Well, my ##x(t)## was only time-dependent in the Heisenberg picture, so it was not really an explicit time-dependence.

The quantum fluctuations of dipole moment are essential for van der Waals force, but their time dependence is not essential. After all, the average force does not depend on time.

Maybe it looks natural because it looks classical in spirit, but, as you certainly know, atoms are not well described by classical physics. Attempts to describe intermolecular forces with such classical models are not in good agreement with observations.

I'm pretty sure you can't use Gauss' Law here. (Though I'm happy to be proven wrong) For the expectation value, you have to integrate over all space. Once you perform the integration, assuming properly normalized orbitals, you get a contribution of ##-e/\mathbf{r}## from the electron and ##e/\mathbf{r}## from the proton. They cancel to give zero. Using Gauss' Law means that you're unphysically constraining the electron to be within a finite sphere.

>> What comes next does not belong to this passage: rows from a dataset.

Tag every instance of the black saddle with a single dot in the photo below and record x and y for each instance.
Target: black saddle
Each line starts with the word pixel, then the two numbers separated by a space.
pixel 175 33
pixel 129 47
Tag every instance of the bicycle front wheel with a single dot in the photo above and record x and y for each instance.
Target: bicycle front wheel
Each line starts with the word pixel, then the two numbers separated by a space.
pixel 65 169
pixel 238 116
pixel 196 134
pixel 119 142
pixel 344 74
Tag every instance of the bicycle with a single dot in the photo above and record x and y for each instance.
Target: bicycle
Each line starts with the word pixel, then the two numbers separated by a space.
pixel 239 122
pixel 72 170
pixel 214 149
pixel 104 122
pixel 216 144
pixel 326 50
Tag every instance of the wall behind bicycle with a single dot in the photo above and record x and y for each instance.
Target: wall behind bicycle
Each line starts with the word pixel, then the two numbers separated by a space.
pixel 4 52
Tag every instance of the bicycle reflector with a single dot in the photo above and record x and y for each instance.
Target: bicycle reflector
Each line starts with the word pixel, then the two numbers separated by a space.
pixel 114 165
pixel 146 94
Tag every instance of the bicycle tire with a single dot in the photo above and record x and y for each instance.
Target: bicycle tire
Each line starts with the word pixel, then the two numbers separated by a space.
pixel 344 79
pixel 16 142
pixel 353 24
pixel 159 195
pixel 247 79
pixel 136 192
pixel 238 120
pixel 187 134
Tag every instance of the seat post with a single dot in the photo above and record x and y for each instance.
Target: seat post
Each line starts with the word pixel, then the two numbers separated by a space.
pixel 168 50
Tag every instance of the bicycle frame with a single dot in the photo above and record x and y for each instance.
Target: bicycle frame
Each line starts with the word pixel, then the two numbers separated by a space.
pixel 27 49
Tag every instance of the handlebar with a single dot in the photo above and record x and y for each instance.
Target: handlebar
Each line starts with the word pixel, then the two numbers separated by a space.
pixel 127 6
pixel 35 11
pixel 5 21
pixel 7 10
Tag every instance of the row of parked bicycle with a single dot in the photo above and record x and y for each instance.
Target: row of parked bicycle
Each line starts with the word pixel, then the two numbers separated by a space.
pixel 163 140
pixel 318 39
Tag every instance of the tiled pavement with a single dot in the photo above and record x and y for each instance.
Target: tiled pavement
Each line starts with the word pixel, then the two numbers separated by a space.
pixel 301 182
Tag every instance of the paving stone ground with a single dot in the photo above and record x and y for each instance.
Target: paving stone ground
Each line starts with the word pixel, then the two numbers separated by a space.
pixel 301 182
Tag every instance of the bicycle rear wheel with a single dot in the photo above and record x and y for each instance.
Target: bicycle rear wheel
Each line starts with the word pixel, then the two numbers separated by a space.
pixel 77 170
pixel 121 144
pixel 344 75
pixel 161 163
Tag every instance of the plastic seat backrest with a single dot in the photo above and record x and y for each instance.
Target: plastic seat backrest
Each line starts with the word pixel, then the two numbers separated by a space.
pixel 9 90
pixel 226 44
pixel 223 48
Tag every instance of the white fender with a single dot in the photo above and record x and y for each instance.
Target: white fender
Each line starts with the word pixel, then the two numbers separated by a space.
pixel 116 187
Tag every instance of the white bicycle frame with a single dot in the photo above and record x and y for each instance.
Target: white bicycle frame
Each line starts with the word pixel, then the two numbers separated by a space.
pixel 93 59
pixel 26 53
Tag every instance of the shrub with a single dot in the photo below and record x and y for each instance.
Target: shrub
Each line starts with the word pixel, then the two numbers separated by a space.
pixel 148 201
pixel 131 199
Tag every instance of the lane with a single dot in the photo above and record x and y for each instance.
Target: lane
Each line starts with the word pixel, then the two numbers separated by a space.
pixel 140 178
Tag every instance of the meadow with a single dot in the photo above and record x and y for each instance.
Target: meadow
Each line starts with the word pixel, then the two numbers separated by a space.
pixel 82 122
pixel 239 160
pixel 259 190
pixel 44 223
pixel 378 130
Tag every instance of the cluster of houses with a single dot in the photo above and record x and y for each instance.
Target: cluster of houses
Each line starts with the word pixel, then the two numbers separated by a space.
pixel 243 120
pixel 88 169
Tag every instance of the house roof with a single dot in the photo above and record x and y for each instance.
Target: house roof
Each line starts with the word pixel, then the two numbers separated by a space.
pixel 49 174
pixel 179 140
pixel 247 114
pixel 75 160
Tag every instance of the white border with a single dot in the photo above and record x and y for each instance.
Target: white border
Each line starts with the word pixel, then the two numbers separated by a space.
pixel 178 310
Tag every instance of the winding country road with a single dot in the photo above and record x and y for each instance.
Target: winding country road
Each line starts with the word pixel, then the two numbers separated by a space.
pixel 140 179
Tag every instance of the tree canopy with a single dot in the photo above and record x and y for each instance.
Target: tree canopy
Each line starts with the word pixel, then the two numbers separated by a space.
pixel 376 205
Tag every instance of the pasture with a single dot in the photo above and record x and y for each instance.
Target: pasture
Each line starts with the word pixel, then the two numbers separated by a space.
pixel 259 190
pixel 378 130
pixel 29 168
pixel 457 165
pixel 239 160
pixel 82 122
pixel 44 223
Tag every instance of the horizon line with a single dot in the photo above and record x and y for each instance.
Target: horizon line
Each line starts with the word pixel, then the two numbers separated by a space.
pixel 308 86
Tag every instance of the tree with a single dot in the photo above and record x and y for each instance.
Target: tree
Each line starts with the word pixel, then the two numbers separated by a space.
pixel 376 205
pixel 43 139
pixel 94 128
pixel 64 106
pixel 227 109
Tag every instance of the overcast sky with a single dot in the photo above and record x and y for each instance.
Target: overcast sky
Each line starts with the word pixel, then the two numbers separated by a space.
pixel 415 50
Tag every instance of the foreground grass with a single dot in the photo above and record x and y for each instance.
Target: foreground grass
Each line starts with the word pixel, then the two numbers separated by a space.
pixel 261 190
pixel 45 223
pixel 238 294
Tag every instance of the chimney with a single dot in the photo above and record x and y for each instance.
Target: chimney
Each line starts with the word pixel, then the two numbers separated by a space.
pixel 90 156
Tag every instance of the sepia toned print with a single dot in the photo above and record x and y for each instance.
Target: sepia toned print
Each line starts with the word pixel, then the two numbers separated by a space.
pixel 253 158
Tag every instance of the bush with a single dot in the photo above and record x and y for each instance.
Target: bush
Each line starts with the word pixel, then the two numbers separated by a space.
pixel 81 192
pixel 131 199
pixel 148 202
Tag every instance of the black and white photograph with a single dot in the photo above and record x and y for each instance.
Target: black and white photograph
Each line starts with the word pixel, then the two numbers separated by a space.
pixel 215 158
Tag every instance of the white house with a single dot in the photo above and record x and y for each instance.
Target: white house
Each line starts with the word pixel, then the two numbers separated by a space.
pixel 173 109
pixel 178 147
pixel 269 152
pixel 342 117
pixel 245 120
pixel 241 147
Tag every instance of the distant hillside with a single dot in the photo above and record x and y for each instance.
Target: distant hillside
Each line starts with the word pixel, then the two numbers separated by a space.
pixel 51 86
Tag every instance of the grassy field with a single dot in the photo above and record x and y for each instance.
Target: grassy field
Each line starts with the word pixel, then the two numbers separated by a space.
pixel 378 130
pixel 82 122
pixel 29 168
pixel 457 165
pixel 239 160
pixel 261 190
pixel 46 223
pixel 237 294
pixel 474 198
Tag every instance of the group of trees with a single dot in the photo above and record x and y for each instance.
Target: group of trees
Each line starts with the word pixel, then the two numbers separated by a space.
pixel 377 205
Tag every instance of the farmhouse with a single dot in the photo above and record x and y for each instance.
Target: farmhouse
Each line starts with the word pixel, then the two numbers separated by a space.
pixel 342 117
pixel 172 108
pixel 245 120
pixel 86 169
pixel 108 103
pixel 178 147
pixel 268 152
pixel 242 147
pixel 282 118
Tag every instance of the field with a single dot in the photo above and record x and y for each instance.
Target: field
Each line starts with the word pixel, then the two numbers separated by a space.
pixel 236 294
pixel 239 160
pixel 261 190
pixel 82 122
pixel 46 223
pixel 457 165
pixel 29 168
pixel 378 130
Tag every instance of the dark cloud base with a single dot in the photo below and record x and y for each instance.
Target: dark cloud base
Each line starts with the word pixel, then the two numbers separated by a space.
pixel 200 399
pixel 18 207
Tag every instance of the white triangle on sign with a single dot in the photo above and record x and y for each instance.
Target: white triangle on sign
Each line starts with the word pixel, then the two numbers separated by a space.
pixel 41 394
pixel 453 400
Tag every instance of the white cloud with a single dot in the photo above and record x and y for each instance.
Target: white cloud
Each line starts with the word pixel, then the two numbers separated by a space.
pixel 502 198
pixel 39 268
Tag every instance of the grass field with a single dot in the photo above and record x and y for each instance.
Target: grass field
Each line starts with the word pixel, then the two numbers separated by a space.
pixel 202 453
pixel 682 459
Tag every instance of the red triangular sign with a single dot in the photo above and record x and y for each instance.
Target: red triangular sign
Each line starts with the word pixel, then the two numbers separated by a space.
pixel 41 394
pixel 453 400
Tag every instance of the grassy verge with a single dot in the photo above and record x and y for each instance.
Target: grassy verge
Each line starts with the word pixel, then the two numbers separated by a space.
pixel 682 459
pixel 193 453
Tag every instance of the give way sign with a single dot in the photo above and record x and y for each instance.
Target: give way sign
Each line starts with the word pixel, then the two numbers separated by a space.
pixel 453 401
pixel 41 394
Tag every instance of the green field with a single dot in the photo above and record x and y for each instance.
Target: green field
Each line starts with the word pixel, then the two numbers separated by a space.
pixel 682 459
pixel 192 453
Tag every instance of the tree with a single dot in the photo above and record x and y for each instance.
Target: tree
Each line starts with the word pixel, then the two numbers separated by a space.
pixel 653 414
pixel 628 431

No, that's not true. Remember when you calculated the electric field inside a dielectric with a spherically symmetric charge density. What matters is only the charges inside the spherical surface containing the observation point. Of course, however Gauss law is not the only tool to calculate the E field. One can use the basic equation
$$
E(\mathbf R) \propto \int_0^\infty \int_0^{2\pi}\int_0^{\pi} \frac{\rho(r)}{|\mathbf r - \mathbf R|^3} (\mathbf r - \mathbf R) d^3\mathbf r
$$
Now the expectation value of electric field operator in the ground state hydrogen atom should be
$$
\langle E(\mathbf R)\rangle \propto \int_0^\infty \int_0^{2\pi}\int_0^{\pi} \frac{|\psi(r)|^2}{|\mathbf r - \mathbf R|^3} (\mathbf r - \mathbf R) d^3\mathbf r
$$
You see that the two equations are different only by interchanging ##|\psi(r)|^2## and ##\rho(r)##. So, I don't see why the second equation cannot be alternatively calculated using Gauss law.